Nem sempre foi assim. É fato que a Europa teve todos os semifinalistas da última Copa-2018. Mas, nas edições anteriores, havia sul-americanos - dois em 2014, o Uruguai, em 2010. E, mesmo no último Mundial, os sul-americanos até deram um trabalho nas quartas e oitavas a seleções de elite europeia.

A partir daí, houve um distanciamento entre os continentes nos últimos anos. E uma das principais explicações está na decisão da Uefa de criar a Liga das Nações. A competição é um torneio só entre seleções do continente que ocupa todas as datas-Fifa e teve sua primeira edição disputada entre 2018/2019.

Ora, com todas as datas-Fifa ocupadas pelo torneio, as seleções europeias praticamente não enfrentam mais times de outros continentes entre as Copas do Mundo. Não é à toa que o técnico da seleção, Tite, já apontou o fato de não conseguir marcar jogos com equipes do velho continente. Não há datas.

Obviamente, a Europa já era a elite do futebol mundial com a maior concentração de seleções em alto nível. Jogando entre si, tornam-se mais fortes. Já os times de outros continentes não conseguem testar suas forças, não percebem de perto evoluções táticas e a tendência é ficarem para trás.

É um efeito parecido com a NBA no basquete. Quando os jogadores da Liga passaram a atuar nas Olimpíadas, isso aumentou o nível das outras seleções pela interação com os norte-americanos. De início, eram lavadas. Depois, os EUA continuaram superiores, mas a distância diminuiu.

No final da linha, a medida da Uefa isola e elitiza o futebol de seleções de seu continente em relação aos outros, quase como uma reserva de mercado. Obviamente, tem ganhos financeiros com isso com a venda dos direitos de televisão e patrocínio da Liga das Nações.

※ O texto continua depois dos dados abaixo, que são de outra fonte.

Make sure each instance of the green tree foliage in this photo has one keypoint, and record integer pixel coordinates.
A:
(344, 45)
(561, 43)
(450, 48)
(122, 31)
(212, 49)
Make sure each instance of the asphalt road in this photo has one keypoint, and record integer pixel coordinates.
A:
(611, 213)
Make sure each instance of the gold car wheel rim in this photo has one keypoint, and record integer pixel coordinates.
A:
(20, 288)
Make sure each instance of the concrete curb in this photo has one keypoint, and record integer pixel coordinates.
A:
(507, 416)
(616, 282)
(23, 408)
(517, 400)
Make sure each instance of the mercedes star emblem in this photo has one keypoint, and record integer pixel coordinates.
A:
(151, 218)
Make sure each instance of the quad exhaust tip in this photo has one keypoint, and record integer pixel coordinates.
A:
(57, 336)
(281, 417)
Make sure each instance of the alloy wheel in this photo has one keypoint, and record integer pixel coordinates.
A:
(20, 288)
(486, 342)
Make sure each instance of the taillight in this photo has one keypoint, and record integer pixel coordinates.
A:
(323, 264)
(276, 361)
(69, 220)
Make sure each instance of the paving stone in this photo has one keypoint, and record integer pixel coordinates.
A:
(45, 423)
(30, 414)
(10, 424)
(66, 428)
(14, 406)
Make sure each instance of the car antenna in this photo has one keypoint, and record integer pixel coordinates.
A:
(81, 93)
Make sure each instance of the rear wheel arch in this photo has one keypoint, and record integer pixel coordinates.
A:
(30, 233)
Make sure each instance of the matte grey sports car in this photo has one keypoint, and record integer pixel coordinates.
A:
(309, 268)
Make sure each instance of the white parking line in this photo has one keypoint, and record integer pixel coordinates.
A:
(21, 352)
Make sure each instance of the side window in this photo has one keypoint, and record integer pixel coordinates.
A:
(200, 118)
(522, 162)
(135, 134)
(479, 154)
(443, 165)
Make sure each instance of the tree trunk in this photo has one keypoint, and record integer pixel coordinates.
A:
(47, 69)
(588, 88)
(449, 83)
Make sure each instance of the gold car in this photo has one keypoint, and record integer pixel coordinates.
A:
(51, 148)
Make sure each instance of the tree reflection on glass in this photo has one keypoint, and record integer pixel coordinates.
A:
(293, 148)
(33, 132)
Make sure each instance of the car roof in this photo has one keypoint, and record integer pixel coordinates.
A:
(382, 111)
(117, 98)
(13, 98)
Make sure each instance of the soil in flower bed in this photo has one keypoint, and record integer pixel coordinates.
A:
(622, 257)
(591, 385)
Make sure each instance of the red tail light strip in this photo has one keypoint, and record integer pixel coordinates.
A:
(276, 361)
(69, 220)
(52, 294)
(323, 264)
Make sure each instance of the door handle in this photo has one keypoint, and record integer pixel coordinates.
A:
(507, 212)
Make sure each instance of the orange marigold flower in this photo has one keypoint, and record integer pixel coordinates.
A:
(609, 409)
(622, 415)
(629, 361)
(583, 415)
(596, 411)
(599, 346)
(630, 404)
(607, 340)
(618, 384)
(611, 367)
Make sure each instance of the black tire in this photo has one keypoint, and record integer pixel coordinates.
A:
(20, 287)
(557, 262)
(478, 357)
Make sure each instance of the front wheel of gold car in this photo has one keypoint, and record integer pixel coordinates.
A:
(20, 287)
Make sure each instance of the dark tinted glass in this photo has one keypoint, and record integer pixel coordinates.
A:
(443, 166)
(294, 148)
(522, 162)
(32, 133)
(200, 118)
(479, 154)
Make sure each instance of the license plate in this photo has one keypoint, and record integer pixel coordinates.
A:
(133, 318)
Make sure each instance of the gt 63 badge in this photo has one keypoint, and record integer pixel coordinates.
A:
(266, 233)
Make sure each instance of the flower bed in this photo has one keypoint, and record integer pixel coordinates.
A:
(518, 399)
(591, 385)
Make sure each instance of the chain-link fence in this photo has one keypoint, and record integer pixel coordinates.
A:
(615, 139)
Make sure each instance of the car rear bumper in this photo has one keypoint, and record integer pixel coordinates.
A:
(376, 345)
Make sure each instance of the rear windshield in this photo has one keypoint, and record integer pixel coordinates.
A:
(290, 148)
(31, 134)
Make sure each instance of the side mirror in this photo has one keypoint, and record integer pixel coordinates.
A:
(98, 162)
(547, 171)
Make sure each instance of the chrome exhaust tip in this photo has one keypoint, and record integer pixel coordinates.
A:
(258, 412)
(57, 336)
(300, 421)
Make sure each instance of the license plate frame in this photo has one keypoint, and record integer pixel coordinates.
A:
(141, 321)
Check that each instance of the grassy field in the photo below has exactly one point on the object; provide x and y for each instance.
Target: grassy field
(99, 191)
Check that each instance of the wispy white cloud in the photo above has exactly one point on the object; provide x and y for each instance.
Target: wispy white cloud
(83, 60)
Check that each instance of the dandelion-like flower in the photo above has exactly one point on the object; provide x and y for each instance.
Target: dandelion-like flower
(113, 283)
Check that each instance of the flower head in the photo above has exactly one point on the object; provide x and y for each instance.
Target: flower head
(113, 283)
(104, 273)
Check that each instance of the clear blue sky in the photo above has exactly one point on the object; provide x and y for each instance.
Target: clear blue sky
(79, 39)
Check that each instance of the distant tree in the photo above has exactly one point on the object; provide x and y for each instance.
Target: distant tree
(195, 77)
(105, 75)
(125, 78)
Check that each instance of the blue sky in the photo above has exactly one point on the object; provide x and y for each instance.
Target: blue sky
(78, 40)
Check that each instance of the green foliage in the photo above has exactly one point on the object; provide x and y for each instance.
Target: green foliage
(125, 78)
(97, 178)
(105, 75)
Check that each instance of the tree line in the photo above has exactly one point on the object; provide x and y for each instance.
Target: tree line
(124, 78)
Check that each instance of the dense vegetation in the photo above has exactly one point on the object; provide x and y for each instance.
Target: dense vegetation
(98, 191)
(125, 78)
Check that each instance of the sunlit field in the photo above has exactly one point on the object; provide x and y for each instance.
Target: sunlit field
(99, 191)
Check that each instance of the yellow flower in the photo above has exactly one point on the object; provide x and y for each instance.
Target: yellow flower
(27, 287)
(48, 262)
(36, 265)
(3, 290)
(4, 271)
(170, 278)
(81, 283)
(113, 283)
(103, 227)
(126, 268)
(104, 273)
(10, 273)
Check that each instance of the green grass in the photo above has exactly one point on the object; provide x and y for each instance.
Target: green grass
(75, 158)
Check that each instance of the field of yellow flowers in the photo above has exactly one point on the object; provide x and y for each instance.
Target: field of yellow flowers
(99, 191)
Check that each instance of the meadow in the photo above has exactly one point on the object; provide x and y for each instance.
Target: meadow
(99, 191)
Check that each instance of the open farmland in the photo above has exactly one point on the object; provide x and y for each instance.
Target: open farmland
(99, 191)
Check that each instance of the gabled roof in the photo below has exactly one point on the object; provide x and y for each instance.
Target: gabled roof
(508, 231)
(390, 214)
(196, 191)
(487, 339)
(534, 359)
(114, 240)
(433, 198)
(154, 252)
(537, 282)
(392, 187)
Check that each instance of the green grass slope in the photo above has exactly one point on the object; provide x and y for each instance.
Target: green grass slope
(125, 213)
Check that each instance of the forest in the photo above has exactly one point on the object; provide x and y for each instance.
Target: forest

É irônico notar que trata-se da mesma Uefa que combateu a criação da Superliga de clubes - torneio inventado por 12 superclubes que não teria rebaixamento e seria disputado de forma isolada. A alegação era de que os clubes queriam criar uma elite apartada do restante do mundo do futebol. "O egoísmo está substituindo a solidariedade, a ganância mais importante do que a lealdade e os dividendos mais importantes do que a paixão", disse na ocasião o presidente da Uefa, Aleksander Ceferin. Ressaltou que os clubes deveriam respeitar as tradições do futebol que construíram suas grandezas.

Pois bem, a Liga das Nações da Uefa é um torneio egoísta que não mostra nenhuma solidariedade com os outros continentes, em que a ganância fala mais alto, e que não respeita a tradição de que o futebol é global em confrontos durante quatro anos, não só na Copa. Como resultado, Ceferin conseguiu montar sua elite de seleções apartada do mundo. E lucra com isso com um torneio de elite como a Euro que se torna sem concorrência no mundo.